Discussion in 'macOS' started by dbmontana, Dec 16, 2013.

  1. dbmontana macrumors newbie

    Joined:
    Dec 16, 2013
    #1
    My computer shuts off before booting into the OS. Tried running fsck and got this…can anyone make sense of it? Also, is there any way to restore the OS (formatted for all I care) without a disc..and will that fix the problem?

    Here’s the message I got;

    /dev/rdisk0s2
    Root file system
    Executing fsck_hfs (version diskdev_cmds-491 .6~3).
    Checking Journaled HFS Plus volume.
    Checking extents overflow file.
    Checking catalog file.
    Invalid sibling link
    (4, 7543)
    Rebuilding catalog B-tree.
    Disk full error
    The volume Macintosh HD could not be repaired.
    /dev/rdisk0s2 (hfs) EXITED WITH SIGNAL 8

    Anyone who can help is a friggin’ saint!
     
  2. maflynn Moderator

    maflynn

    Staff Member

    Joined:
    May 3, 2009
    Location:
    Boston
    #2
    I could be wrong but that is usually indicative of a hard drive going south. Back up your data and get a product like disk warrior to see if you the software can repair it.
     
  3. Weaselboy Moderator

    Weaselboy

    Staff Member

    Joined:
    Jan 23, 2005
    Location:
    California
    #3
    You very likely have a drive there that is dying.

    You will need to at a minimum reformat the drive and reinstall everything, hopefully from a backup. Even after that, if the drive is dying this will happen again.

    What year/model is your machine and what OS version are you on? What kind of backup do you have? Do you have a Time Machine backup?

    I have seen forum member report the app Disk Warrior can fix that b-tree error, but it is not free.
     
  4. dbmontana thread starter macrumors newbie

    Joined:
    Dec 16, 2013
    #4
    I don't have a back up and it's unfortunate, but at this point it would be nice to be able to save the computer. I can access the files on my harddrive through commands in single user mode so I know the files are still there. I was thinking the OS went corrupt?

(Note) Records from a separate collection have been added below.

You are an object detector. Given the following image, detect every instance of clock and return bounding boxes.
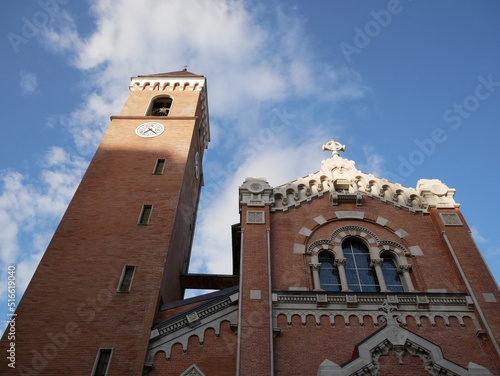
[135,122,165,137]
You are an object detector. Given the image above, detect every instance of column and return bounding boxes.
[398,264,415,292]
[370,259,389,292]
[334,258,351,291]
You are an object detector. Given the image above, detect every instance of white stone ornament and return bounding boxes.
[135,122,165,137]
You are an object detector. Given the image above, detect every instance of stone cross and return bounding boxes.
[322,140,345,157]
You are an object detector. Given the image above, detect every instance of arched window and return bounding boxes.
[382,254,405,292]
[344,240,380,292]
[318,252,342,291]
[147,95,172,116]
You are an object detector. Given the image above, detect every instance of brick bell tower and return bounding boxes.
[0,70,210,376]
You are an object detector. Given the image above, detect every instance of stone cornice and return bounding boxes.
[240,154,460,213]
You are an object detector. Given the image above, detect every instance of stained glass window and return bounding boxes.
[342,240,380,292]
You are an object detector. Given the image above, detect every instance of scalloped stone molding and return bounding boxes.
[306,226,412,257]
[273,292,482,331]
[240,143,460,213]
[147,293,239,363]
[317,323,493,376]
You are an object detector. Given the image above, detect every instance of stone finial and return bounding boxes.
[322,140,345,157]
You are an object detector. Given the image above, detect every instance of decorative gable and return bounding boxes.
[240,140,460,213]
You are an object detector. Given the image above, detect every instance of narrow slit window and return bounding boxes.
[118,265,135,292]
[138,205,153,225]
[92,349,113,376]
[153,159,165,175]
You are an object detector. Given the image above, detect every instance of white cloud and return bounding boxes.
[190,134,329,274]
[19,71,38,96]
[9,0,374,302]
[0,147,87,297]
[36,0,367,154]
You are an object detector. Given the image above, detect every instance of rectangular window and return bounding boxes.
[153,159,165,175]
[118,265,135,292]
[138,205,153,225]
[92,349,113,376]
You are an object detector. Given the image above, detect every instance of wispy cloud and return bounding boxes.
[0,0,376,306]
[19,71,38,96]
[36,0,368,154]
[0,147,87,296]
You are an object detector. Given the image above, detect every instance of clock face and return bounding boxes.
[135,122,165,137]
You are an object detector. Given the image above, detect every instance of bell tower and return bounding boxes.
[0,70,210,376]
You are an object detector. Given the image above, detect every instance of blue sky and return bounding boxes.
[0,0,500,328]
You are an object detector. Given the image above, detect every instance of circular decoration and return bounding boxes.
[135,122,165,137]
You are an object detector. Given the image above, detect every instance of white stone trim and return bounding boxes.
[181,364,205,376]
[408,245,424,256]
[335,211,365,219]
[376,217,389,226]
[317,324,493,376]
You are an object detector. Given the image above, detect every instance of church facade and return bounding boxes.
[1,71,500,376]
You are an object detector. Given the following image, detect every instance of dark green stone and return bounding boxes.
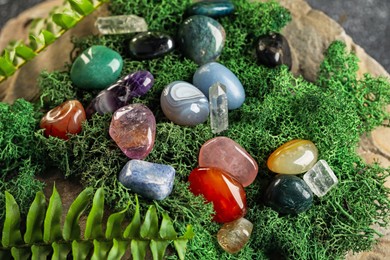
[265,175,313,214]
[178,15,225,65]
[70,45,123,89]
[186,0,234,17]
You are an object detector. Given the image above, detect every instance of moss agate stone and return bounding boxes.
[129,32,175,60]
[267,139,318,174]
[70,45,123,89]
[217,218,253,254]
[160,81,209,126]
[192,62,245,110]
[198,136,259,187]
[119,160,176,200]
[186,0,234,17]
[256,33,292,69]
[109,103,156,159]
[178,15,226,65]
[265,175,313,215]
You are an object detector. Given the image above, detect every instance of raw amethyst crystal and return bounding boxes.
[86,70,154,117]
[109,103,156,159]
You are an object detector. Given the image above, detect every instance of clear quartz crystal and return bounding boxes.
[95,15,148,34]
[209,82,229,134]
[303,160,338,197]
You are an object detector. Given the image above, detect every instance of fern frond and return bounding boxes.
[0,187,194,259]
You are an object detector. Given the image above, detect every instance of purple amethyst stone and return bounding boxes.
[86,70,154,117]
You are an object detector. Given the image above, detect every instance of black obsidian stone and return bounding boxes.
[256,33,292,69]
[265,175,313,214]
[129,32,175,60]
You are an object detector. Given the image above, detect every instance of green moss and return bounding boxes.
[9,0,390,259]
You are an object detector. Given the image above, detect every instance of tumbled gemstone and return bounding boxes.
[267,139,318,174]
[86,71,154,117]
[186,0,234,17]
[217,218,253,254]
[160,81,209,126]
[198,136,258,187]
[188,167,247,223]
[265,174,313,214]
[256,33,292,69]
[129,32,175,60]
[109,103,156,159]
[70,45,123,89]
[192,62,245,110]
[303,160,339,197]
[178,15,225,65]
[95,14,148,34]
[40,100,86,140]
[119,160,175,200]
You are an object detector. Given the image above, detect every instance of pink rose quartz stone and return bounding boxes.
[109,104,156,159]
[198,136,259,187]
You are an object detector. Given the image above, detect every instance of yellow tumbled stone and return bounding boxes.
[267,139,318,174]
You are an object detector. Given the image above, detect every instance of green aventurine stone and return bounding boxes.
[70,45,123,89]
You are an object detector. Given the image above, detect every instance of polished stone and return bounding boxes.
[198,136,259,187]
[188,167,247,223]
[267,139,318,174]
[264,174,313,215]
[160,81,209,126]
[119,160,176,200]
[303,160,338,197]
[256,33,292,69]
[209,82,229,134]
[217,218,253,254]
[40,100,86,140]
[70,45,123,89]
[86,70,154,117]
[192,62,245,110]
[185,0,234,17]
[109,103,156,159]
[95,14,148,34]
[129,32,175,60]
[177,15,226,65]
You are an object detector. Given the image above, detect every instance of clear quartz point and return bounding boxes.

    its a MBP Model No. A1286 15.4 inch
     
  5. Weaselboy Moderator

    Weaselboy

    Staff Member

    Joined:
    Jan 23, 2005
    Location:
    California
    #5
    The OS likely is corrupted, but because the drive is bad. Reinstalling the OS on this bad drive is not going to fix it.

    What year? That A1286 was made several years. If it a 2011+ you can install a new drive then just command-option-r boot to Internet Recovery to format a new drive and reinstall the OS.
     
  6. Fishrrman macrumors G3

    Joined:
    Feb 20, 2009
    #6
    [[ I can access the files on my harddrive through commands in single user mode so I know the files are still there. I was thinking the OS went corrupt? ]]

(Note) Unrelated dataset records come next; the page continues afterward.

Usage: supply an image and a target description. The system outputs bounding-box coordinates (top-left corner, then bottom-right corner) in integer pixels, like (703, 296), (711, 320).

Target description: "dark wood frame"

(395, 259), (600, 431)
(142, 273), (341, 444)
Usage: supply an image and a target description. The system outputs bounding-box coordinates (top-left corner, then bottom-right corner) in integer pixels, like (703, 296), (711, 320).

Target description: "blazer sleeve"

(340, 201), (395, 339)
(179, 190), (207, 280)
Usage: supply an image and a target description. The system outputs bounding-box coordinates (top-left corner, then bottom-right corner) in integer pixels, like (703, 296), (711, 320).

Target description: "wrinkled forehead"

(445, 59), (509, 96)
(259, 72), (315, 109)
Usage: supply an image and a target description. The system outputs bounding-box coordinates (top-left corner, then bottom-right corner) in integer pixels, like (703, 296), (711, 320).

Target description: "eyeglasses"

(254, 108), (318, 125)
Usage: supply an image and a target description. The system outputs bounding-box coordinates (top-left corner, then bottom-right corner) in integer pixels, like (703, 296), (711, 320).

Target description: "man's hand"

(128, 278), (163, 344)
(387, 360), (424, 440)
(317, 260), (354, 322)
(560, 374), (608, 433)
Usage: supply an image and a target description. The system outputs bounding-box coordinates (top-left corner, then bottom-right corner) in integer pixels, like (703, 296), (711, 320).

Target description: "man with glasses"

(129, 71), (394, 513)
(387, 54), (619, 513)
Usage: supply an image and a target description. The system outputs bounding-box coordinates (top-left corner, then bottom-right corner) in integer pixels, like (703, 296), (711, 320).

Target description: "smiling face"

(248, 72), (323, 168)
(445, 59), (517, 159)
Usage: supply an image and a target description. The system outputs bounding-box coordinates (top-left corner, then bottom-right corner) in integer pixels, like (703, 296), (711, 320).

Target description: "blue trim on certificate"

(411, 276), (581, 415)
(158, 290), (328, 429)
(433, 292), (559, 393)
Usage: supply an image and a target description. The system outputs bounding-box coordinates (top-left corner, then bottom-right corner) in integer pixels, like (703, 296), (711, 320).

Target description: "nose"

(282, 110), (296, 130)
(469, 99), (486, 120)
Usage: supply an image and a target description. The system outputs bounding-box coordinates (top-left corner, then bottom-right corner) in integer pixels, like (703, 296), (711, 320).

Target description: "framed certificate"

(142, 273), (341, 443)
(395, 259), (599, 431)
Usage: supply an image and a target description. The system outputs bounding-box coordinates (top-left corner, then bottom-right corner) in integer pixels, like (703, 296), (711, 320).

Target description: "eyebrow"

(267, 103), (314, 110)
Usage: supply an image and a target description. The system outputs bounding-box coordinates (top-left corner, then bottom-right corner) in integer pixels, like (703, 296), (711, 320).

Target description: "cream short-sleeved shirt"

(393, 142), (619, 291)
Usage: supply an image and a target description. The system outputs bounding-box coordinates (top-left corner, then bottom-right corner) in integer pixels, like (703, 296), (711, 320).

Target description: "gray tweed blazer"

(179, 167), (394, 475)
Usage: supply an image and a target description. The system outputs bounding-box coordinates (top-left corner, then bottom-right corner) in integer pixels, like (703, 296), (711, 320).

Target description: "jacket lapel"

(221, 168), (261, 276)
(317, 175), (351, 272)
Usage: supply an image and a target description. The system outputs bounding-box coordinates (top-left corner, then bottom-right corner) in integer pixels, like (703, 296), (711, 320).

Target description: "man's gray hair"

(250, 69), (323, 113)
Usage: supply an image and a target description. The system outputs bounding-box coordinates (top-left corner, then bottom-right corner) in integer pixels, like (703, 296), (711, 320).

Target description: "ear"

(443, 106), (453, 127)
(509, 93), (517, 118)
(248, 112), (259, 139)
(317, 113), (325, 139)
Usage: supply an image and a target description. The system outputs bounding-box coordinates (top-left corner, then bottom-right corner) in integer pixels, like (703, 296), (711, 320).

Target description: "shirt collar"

    I wouldn't condemn the hard drive as "dying" just because it will no longer boot the OS.
    It's possible to have a corrupted, non-booting OS on a still-working-fine drive.

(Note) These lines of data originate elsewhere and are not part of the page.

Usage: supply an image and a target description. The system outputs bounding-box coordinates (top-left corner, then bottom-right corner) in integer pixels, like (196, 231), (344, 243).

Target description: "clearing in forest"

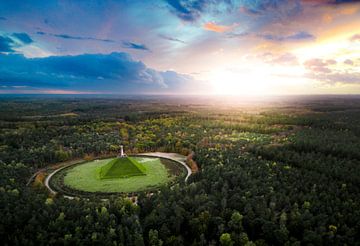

(99, 157), (146, 179)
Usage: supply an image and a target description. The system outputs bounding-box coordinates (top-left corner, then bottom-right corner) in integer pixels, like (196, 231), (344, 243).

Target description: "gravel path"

(44, 152), (191, 199)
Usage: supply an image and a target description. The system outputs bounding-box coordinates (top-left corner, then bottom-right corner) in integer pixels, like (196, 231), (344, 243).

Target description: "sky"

(0, 0), (360, 96)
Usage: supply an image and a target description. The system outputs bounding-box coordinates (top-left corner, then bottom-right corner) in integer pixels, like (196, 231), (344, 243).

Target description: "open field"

(0, 97), (360, 245)
(60, 157), (174, 192)
(98, 157), (146, 179)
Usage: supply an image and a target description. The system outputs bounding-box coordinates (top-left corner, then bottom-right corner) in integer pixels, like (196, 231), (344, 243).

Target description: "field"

(98, 157), (146, 179)
(0, 96), (360, 245)
(64, 157), (178, 192)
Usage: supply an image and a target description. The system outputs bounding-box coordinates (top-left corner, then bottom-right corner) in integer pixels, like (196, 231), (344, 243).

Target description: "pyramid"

(100, 157), (146, 179)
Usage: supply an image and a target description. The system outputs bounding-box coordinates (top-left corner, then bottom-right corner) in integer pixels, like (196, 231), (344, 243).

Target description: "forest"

(0, 96), (360, 246)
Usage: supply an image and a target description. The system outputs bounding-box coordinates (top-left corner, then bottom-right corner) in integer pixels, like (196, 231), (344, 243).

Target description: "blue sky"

(0, 0), (360, 94)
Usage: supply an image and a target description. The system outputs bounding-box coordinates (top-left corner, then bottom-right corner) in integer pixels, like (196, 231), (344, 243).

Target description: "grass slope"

(64, 157), (175, 192)
(100, 157), (146, 179)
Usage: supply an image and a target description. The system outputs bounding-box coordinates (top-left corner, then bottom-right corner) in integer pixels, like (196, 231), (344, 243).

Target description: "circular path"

(44, 152), (191, 199)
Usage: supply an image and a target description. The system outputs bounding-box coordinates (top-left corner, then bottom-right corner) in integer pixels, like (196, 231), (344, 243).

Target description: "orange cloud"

(322, 13), (333, 24)
(203, 22), (234, 32)
(340, 5), (359, 15)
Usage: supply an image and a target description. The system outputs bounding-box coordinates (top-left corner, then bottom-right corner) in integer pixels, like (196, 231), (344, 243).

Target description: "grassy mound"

(100, 157), (146, 179)
(60, 157), (186, 193)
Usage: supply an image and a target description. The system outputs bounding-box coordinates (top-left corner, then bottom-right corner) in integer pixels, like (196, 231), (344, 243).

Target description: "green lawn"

(64, 157), (174, 192)
(100, 157), (146, 179)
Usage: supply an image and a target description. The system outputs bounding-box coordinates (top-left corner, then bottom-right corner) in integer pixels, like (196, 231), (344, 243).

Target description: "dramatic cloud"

(350, 34), (360, 42)
(257, 52), (299, 66)
(258, 31), (315, 42)
(36, 32), (115, 43)
(344, 59), (354, 66)
(159, 34), (185, 44)
(203, 22), (234, 32)
(122, 41), (150, 51)
(0, 36), (14, 53)
(0, 53), (190, 93)
(304, 59), (360, 85)
(0, 33), (34, 54)
(304, 59), (336, 73)
(166, 0), (208, 22)
(12, 32), (34, 44)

    What you REALLY NEED at this point is a second, external, bootable drive. If you had one of these, you would be able to boot and see if the old drive was mountable on the desktop (again, it doesn't have to be "bootable" to be MOUNTable). Then you could get your files off it, and re-initialize it and restore, or replace it, or whatever.

    Since you have a MacBook Pro, it may be easy to open the rear panel and change out hard drives, if need be. YOU WILL NEED THE PROPER TOOLS to do this (shouting intentional). See "ifixit.com" for guides on how to access the internal drive.

    Here's what I'd suggest to help get you going again. It will cost a little money, but prove VERY useful to you in the future:

    - Get yourself a USB3/SATA docking station. They cost less than $25 and come in handy for all sorts of drive-related situations. I'd suggest this:
    http://plugable.com/products/pss-dd1
    or this:
    http://plugable.com/products/USB3-SATA-U3
    (Disclaimer: I have no financial interest with plugable other than being a paying customer)

    - Get a 2.5" drive of your choice, either an HDD or an SSD. I would recommend an SSD if the drive inside your MBP is user-replaceable (depends on which version of the MBP you have). An SSD will "breathe new life" into a laptop that previously had an HDD.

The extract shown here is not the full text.